Even when they’re not working, the team tends to be the series’ repository for the “emotional” gunk that House so despises. So, Allison has a hang-up about being beautiful, wishing that she’d be respected for her mind and not just her appearance; House informs her that he did choose her because she’s beautiful, and there’s nothing wrong with that, though he adds that he’s also impressed that she’s worked so hard to be a good doctor even though she didn’t have to, being beautiful and could have had everything handed to her. “People choose the paths that gain them the greatest rewards for the least amount of effort. That’s a law of nature,” he smirks, “And you defied it.” Yes, she’s damned if she does or doesn’t.

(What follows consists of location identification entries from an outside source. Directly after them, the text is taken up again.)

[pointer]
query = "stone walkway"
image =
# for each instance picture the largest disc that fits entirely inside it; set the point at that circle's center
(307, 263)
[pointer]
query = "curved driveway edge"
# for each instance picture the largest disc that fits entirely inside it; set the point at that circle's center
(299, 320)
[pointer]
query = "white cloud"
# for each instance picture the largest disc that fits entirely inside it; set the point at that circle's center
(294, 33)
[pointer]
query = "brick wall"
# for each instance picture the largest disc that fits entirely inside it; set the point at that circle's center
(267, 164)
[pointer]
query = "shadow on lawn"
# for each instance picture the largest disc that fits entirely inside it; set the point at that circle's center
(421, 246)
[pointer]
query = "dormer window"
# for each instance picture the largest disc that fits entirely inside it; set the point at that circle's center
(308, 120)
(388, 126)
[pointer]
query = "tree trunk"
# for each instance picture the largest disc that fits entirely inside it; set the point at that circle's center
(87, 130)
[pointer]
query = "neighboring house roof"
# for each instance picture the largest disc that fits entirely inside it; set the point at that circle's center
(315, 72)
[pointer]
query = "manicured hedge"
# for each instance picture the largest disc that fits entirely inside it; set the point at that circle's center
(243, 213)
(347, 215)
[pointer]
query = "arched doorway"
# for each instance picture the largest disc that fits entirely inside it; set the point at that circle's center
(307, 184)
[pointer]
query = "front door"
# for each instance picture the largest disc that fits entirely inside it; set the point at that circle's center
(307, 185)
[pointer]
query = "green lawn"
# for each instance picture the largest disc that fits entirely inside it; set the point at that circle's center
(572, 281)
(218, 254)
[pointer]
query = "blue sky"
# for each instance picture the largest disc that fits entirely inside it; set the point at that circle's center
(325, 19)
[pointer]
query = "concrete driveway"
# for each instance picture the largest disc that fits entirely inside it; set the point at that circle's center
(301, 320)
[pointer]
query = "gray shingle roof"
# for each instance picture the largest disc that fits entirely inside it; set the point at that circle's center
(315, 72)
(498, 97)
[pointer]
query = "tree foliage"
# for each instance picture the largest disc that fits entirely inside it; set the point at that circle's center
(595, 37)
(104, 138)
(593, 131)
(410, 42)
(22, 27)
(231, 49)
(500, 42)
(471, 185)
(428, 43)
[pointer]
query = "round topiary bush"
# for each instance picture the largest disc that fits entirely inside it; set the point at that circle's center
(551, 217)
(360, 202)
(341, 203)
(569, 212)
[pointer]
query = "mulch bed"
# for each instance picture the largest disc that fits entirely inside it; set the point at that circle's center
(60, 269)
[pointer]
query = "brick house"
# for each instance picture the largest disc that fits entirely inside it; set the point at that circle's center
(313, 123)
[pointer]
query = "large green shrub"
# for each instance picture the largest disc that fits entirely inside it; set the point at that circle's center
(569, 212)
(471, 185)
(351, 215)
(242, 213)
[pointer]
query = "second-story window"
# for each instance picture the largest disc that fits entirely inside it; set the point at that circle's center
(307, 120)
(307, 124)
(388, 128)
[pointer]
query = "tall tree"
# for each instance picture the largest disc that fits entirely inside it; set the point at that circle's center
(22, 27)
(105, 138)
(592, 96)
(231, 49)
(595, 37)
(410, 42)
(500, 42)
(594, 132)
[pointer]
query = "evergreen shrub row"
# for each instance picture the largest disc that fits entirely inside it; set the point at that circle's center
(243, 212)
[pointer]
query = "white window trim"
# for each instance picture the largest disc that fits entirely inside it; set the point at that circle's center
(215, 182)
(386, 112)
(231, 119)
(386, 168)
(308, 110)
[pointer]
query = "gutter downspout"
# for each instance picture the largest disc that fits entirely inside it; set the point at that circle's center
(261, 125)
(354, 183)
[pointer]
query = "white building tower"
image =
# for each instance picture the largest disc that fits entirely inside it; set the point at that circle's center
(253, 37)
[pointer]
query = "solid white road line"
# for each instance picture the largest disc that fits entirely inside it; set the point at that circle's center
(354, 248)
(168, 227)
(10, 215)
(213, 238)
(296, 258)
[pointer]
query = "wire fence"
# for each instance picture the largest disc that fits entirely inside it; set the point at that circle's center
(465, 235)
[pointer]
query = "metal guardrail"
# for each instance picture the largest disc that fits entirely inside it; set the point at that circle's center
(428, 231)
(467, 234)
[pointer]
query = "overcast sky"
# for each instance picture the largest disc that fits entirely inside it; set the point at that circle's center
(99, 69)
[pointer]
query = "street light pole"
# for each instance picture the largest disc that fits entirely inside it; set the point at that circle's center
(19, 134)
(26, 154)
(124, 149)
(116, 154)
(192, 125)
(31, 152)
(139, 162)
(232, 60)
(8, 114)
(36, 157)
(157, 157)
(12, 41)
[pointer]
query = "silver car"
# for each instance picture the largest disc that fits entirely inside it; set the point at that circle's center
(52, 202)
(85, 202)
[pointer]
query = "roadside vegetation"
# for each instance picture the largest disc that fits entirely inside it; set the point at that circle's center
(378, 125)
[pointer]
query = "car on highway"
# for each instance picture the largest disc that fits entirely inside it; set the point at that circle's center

Eric is equally troubled by House, though for seemingly opposite reasons. He came up in a stereotypically hard knocks environment, and so he was busted for a break-in when he was 16; House insinuates he picked him for the team so he’d have someone capable of illegalities if ever needed (the fact that this episode’s illegal action—breaking in to Rebecca’s apartment to look for causes for her ailment—hardly needs to be illegal suggests that House is even more insidious than her seems. It’s like he wants to remind his single black team member of his beginnings. Why, you wonder? “The truth begins in lies,” he tells Eric, who at least has the right answer: “That doesn’t mean anything, does it?” Like I say, it’s tv.